La racionalidad ilustrada, que se había concedido a sí misma las características de autónoma e infinita, ha tenido que reconocerse dependiente y limitada. Este descubrimiento genera una fractura en la imagen que el ser humano tiene de sí mismo, siendo por tanto motivo de lamentos y extravíos. Si bien es explicable que se produzcan trastornos culturales al vernos obligados los seres humanos a introducir cambios acelerados en nuestros patrones de vida y sistemas de creencias, no pensamos que la salvación esté en defender a capa y espada una cierta identidad cultural y biológica o en regresar a claves simbólicas perdidas en la noche de los tiempos, cuyo abandono y trasgresión pueden ubicarse como causa directa de nuestros males. Vivimos un período de transición cuya singularidad no puede quedar atrapada en reminiscencias pastoriles que siguen perpetuando la miseria del patriarcado. ¿Qué es entonces lo peculiar del enfoque ecológico? ¿Será acaso mirar al ser humano y la naturaleza como un todo? ¿O reeditar viejos principios de la cultura cuyas prescripciones jamás debieron ser violadas? ¿No será propender por una ética de la responsabilidad personal que tenga como marco filosófico una reivindicación del ser frente al tener? ¿O mirar a la persona, la naturaleza viviente y los ciclos cosmológicos, como fenómenos sometidos a leyes soberanas, a cuyo dictado la soberbia humana no se ha querido someter? ¿Será acaso la aclimatación de un renacimiento religioso que asigna nuevos lugares al deseo y al valor, alimentándose de antiguas cosmogonías orientales e indoamericanas? ¿O, como sugiere el noruego Arne Naess, pasar de una ecología superficial a una ecología profunda, semejante a una biocibernética propicia para convertirse en una nueva cosmovisión del hombre occidental?


Necesidad de una ecosofía

Parece ser una constante de la intelección humana su énfasis en nombrar y conceptualizar lo ausente, convirtiendo en objeto de pensamiento aquello que hemos perdido. Por haber constatado que no éramos soberanos ni autónomos, que nuestra acción es limitada y finita la razón, el mundo contemporáneo ha logrado poner sobre el tapete los temas del medio ambiente y la interdependencia ecológica.

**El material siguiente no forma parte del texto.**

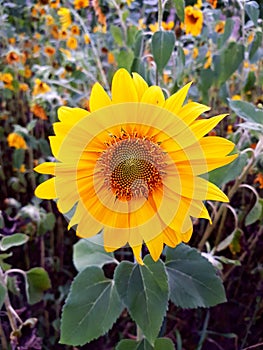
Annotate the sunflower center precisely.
[99,133,166,201]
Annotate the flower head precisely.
[7,132,27,149]
[32,79,51,96]
[58,7,71,29]
[74,0,89,10]
[182,6,203,36]
[35,69,236,264]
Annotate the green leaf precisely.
[245,1,259,26]
[114,261,134,305]
[73,235,118,271]
[218,18,235,48]
[124,255,168,345]
[152,30,175,73]
[26,267,51,305]
[213,41,245,85]
[110,25,123,46]
[0,233,29,251]
[228,100,263,125]
[208,153,248,187]
[115,339,138,350]
[154,338,175,350]
[13,148,25,169]
[174,0,185,22]
[245,200,262,226]
[251,31,263,60]
[0,282,6,310]
[60,266,123,345]
[116,338,175,350]
[165,244,226,308]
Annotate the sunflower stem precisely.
[136,325,144,341]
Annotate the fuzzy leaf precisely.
[60,266,123,346]
[165,244,226,308]
[73,235,118,271]
[152,30,175,73]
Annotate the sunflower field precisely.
[0,0,263,350]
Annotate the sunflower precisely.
[184,5,203,36]
[35,69,236,264]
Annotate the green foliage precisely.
[173,0,185,22]
[116,338,175,350]
[26,267,51,304]
[0,281,6,309]
[165,244,226,308]
[115,256,168,344]
[0,233,29,251]
[151,31,175,73]
[209,153,248,186]
[73,235,118,271]
[60,266,123,345]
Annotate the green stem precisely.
[136,325,144,341]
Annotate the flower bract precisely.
[35,69,237,263]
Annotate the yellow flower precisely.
[204,50,212,69]
[44,46,56,56]
[19,83,29,91]
[215,21,225,34]
[30,104,48,120]
[70,24,80,35]
[182,6,203,36]
[32,79,51,96]
[7,132,27,149]
[207,0,217,9]
[50,0,60,9]
[58,7,71,29]
[35,69,237,264]
[232,95,241,101]
[192,47,199,59]
[59,48,71,58]
[84,34,90,44]
[46,15,54,26]
[74,0,89,10]
[67,36,78,50]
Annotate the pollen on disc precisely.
[99,132,166,201]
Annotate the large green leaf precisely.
[228,100,263,125]
[174,0,185,22]
[114,261,134,305]
[26,267,51,304]
[152,30,175,73]
[73,235,118,271]
[0,233,29,251]
[115,255,168,345]
[208,153,248,187]
[60,266,123,345]
[166,244,226,308]
[0,282,6,310]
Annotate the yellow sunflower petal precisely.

Hasta el presente los ecosistemas artificiales humanos se han construido, dentro de la tradición occidental, en oposición a los ecosistemas naturales, confrontación que alcanzó un punto límite al considerarse que los fenómenos humanos, y en especial la voluntad, gozaban de un estatuto por completo diferente a las leyes de la naturaleza. Fue esta concepción la que tipificó aquella conocida oposición entre naturaleza y cultura. Hoy la voluntad y la autonomía, otrora facultades soberanas de la conciencia, aparecen vulneradas. No son más que un espejismo de arrogancia. En lugar de oponerse al mundo que nos rodea, la conciencia, el pensamiento y la cultura, se nos revelan como micromundos inscritos dentro de un ecosistema natural mucho más amplio, con el cual están en constante interdependencia.

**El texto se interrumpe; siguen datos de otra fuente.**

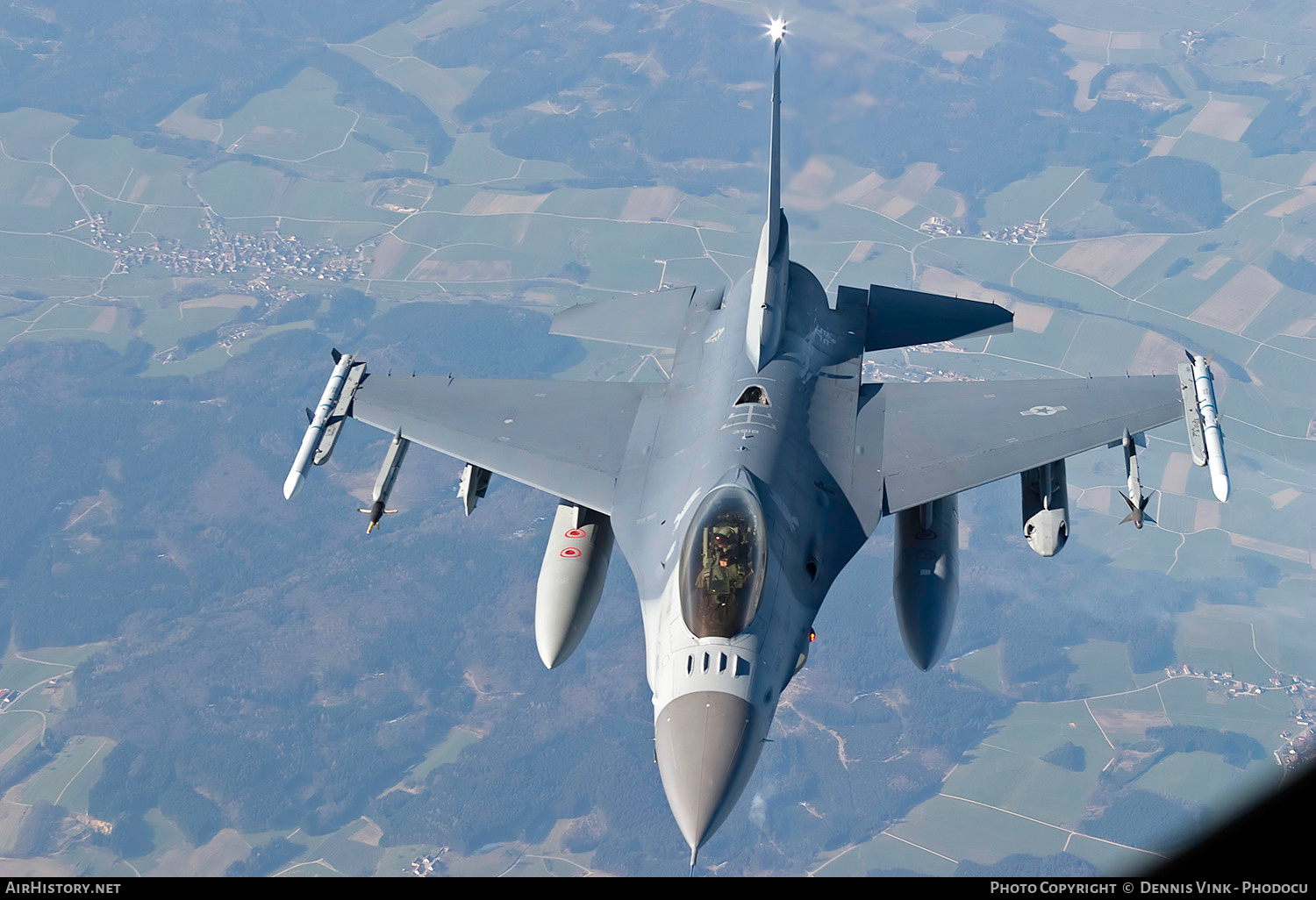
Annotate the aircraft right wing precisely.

"Yo he sido cauchero; yo soy cauchero; y lo que hizo mi mano contra los árboles puede hacerlo también contra los hombres", escribió con pesadumbre José Eustasio Rivera en La Vorágine, recordando que la destrucción de la naturaleza es la otra cara de lo que sucede al interior de las relaciones humanas. La exigencia de productividad a ultranza que caracteriza al capitalismo contemporáneo se aplica también, con igual fuerza y violencia, a la vida interpersonal. El mismo modelo de pensamiento que produce la destrucción de la naturaleza, que atenta contra la variabilidad de las especies y contamina nuestras fuentes nutricias, es causante de una amplia gama de violencias interhumanas, desde aquellas violencias con sangre que tienen su más cabal expresión en el genocidio y la guerra, hasta las más sutiles violencias psicológicas o violencias sin sangre que se despliegan en la intimidad.

Por eso es necesario avanzar en la desarticulación de las compulsiones culturales ligadas al ecocidio, cadenas de repetitividad que a la vez que nos confieren identidad nos condenan al desastre. Han quedado en cuestión tanto el criterio de productividad a ultranza como la racionalidad capitalista que toma por única bandera el crecimiento económico. Seguir separando competencias entre una racionalidad instrumental, destinada al dominio de las cosas, y una ética interhumana, orientada hacia las personas, es favorecer una disociación peligrosa, pues finalmente, quien manipula y violenta a la naturaleza termina también destruyendo al mundo interhumano.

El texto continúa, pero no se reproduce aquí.